In our production environment we are observing some unhealthy long running transactions which actually causing the total server to crash. After some investigation we have identified a filer (A remote NFS) server to be root cause of the long running transaction. We have replaced the filer and now things are working okay.
The problem I have noticed that each transactions are taking much higher time than in lower instance like (Performance, Testing, development etc). So I have tried to understand if by any change our production server is slow or not. I have run the below program in all Production, performance, testing and development environments and observe red that production server is taking 3 times than it is taking in other environment.
for ((ii=0; ii<=2000; ii++))
a=`expr $a + 1`
If I compare the environment they will be like below
1) Production: Solaris 10 on SPARC Enterprise T5220. With one physical processor, 8 core and 8 thread in each core. Total 64 threads. Total RAM 64 GB
2) Performance Environment: Solaris 9 sparc SUNW,Sun-Fire-V440. With 4 physical processor, 0 core and 16 GB memory
3) Development Box: GNU/Linux, kernel 188.8.131.52-4-smp. 2 processor intel Pentium III with 2 GB memory
4) Testing environment: GNU/Linux 64 bit kernel 2.6.18-128.el5. Intel(R) Xeon(R) CPU with 2 core of 2.53 GHz speed . 4 GB memory
From the above system details it looks like that production server is hugely capable of processing any number of thread very fast but in actual scenario it is not able to do that. Even a simple ls command on a empty file is taking 4 times slower in production when compare to the performance environment.
Can anybody help me tuning our production server or at least point me to some documents which might help me.
This appears to be related to single versus multi-threaded processinng performance. Check out item #2 on this oracle blog:
I believe the other systems you have listed perform single threaded processing.
I think it may be one of the issue. But looking at ldd command output I think much more libarary getting called for a simple command in Solaris 10 (production env) then to the Solaris 9 (Test env).
Prompt> ldd /usr/bin/ls
libsec.so.1 => /lib/libsec.so.1
libc.so.1 => /lib/libc.so.1
libavl.so.1 => /lib/libavl.so.1
libm.so.2 => /lib/libm.so.2
prompt> ldd /usr/bin/ls
libc.so.1 => /usr/lib/libc.so.1
libdl.so.1 => /usr/lib/libdl.so.1
In solaris 10, I can see two library has been added to call ls command itself.

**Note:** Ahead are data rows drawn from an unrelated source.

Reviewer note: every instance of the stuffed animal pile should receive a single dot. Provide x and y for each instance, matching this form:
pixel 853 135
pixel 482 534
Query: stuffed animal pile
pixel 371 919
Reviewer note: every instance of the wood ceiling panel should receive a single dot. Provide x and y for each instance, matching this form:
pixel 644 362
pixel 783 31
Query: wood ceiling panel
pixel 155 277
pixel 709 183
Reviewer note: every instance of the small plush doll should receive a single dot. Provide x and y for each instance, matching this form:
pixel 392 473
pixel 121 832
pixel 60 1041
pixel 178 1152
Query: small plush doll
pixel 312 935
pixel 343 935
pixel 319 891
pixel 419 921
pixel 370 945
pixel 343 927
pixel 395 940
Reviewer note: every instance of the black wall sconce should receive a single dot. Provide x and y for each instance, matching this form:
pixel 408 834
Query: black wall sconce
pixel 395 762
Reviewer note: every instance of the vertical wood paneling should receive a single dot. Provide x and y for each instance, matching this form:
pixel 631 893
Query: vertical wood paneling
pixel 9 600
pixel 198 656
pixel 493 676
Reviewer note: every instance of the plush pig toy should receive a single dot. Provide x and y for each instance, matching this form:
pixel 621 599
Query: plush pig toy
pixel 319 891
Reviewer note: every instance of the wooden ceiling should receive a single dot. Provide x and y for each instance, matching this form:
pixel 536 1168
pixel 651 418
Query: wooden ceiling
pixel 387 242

I have done truss on the program (In my original post) and observed that the times is taking after the system call fork abd it returns from it. And at the sample test environment does not take time.

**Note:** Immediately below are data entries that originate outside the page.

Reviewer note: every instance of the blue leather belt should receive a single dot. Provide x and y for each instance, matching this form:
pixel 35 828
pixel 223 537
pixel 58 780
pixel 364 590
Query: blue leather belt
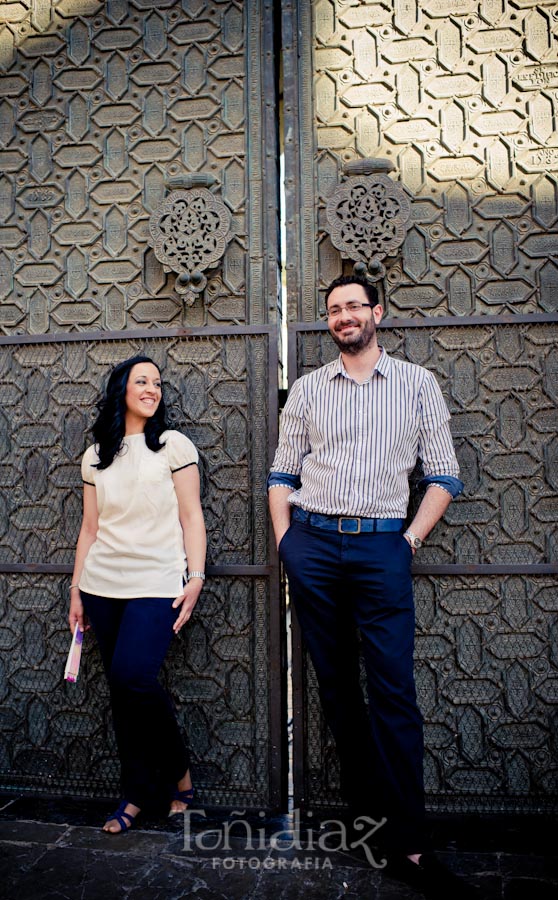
pixel 346 524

Does this mean Solaris 10 (production env) trying to do something extra then test environment while forking the child process?

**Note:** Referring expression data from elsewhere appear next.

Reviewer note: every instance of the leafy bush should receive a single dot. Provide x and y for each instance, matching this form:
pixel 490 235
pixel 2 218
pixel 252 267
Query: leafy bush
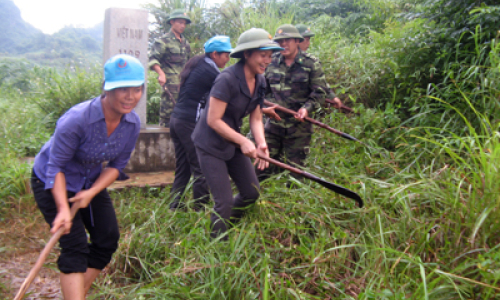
pixel 57 91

Is there a reason you are trying to compare metrics between 4 differing environments? They are all running different hardware with single and multi-threaded processing, so you will see different results. Regarding solaris 9 versus solaris 10 command library calls, command functionality can change between releases. Solaris 10 might have a more robust "ls" command which in turn calls more libraries (just a guess). I believe the commands you are using for your performance testing (incrementing an arithmetic variable in a loop, ls, etc) are single threaded.
I agree that these machines are with different hardware as well as of different version of OS. But these basic operations(expr etc) should have similar response time, isn't it? I mean I am trying to understand if by any change production environment has any glitch which caused this huge response time difference.
I can understand that SPARC T2 CMT technology would surely improve throughput in a multi-threaded environment (Which we really wants) but these basic simple commands response time must not changed for that.
Or can you suggest me any other way to find out if our production box is well tuned for a multi-theaded multi JVM application.
The v440 has 4 physical processors each running at 1593 MHz.
The t5220 has 1 physical processor (with up to 8 cores and 8 threads/core) running at 1165 MHz.
I have no experience with application performance tuning. Checking "prstat" output may be a good start to see what is being utilized on each box.